I'd agree that it isn't just about it, but the forced breeding aspect of the story is right up front. You can certainly see it as a metaphor for several different things (your idea is certainly a valid one) but it certainly can't be said to lack the surface theme just because there's a metaphoric power lurking behind or beneath it.

Probably the single greatest failure of Lovecraft's ouevre is the "horror" of "The Whisperer in Darkness", where the shocking revelation is that people's minds can be transplanted into alien bodies which can roam between the stars, to which my reaction was, "How is this a horrible thing?

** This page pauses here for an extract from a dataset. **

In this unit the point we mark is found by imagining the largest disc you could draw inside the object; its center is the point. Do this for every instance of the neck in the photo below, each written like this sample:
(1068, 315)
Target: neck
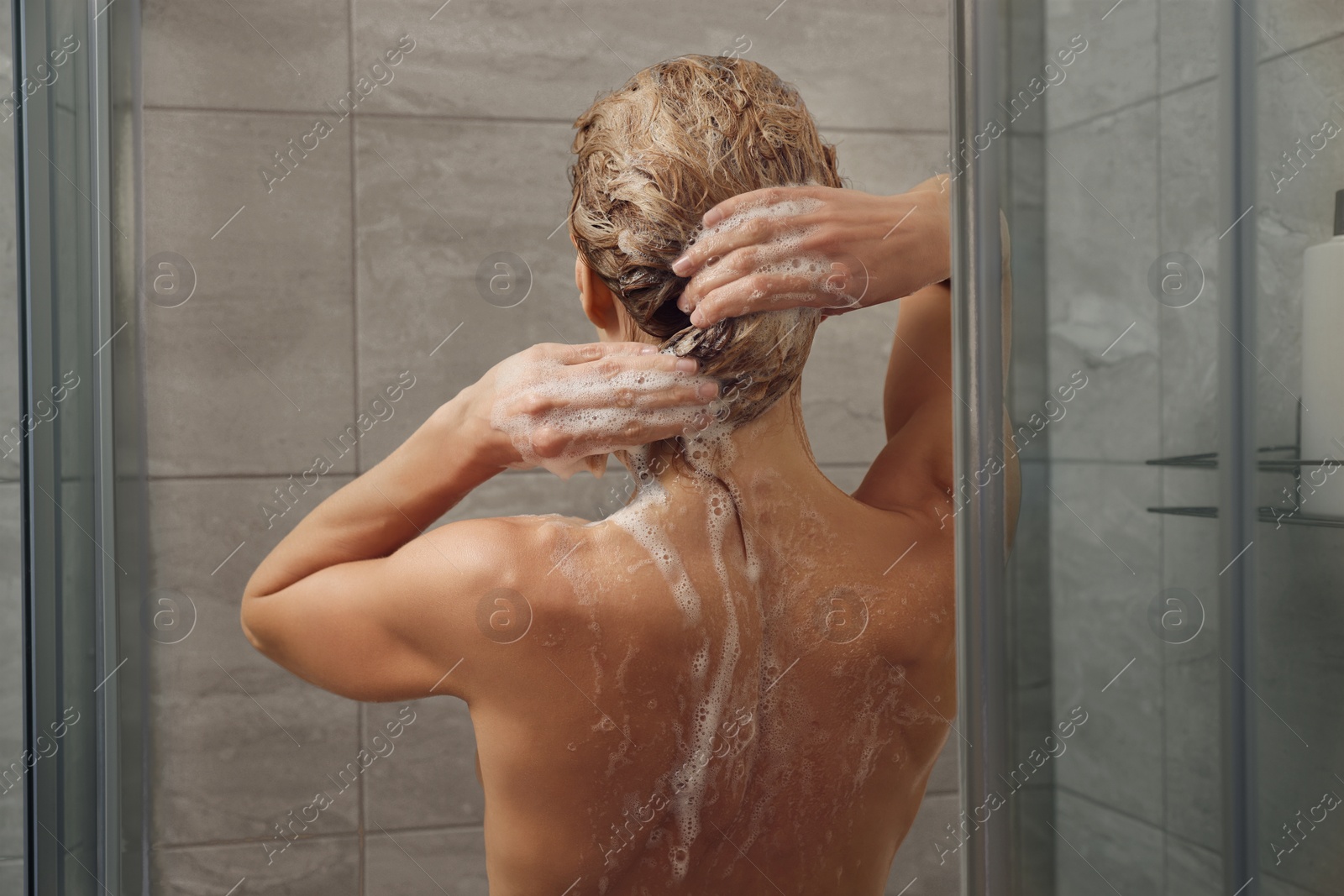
(773, 443)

Well, they don't exactly ask. The great horror in the mythos was, to me, the idea that humanity is utterly powerless (as you yourself pointed out above) and ultimately not much different than cattle. The Mi-Go might put your brain in a metal can to take into space with them, or the Elder Race might use your body as a tool to interface with our time and space. Lloigor might harvest your pain for food. You ultimately have no more chance to prevent your fate or choose it than the lowliest insect in the face of the unknowable vastness of existence.

Marc

I'm with Matt on this one; just because "The Shadow over Innsmouth," for example, contains other thematic elements doesn't mean that themes of miscegenation aren't there. In fact, they're the whole dynamic of that particular story. As Kevin says:

"The Shadow Over Innsmouth" isn't about a "forced breeding program", or about miscagenation; it's about being overwhelmed by a betrayal of reality that one cannot even fight because the fight was lost before one was born.

Right. And the fight was lost before the narrator was born because he is the product of miscegenation.

The larger ontological dilemmas are unquestionably there in all of Lovecraft's fiction, but that doesn't negate the social, racial, and sexual dilemmas that Lovecraft places hand in hand with them.

The comments to this entry are closed.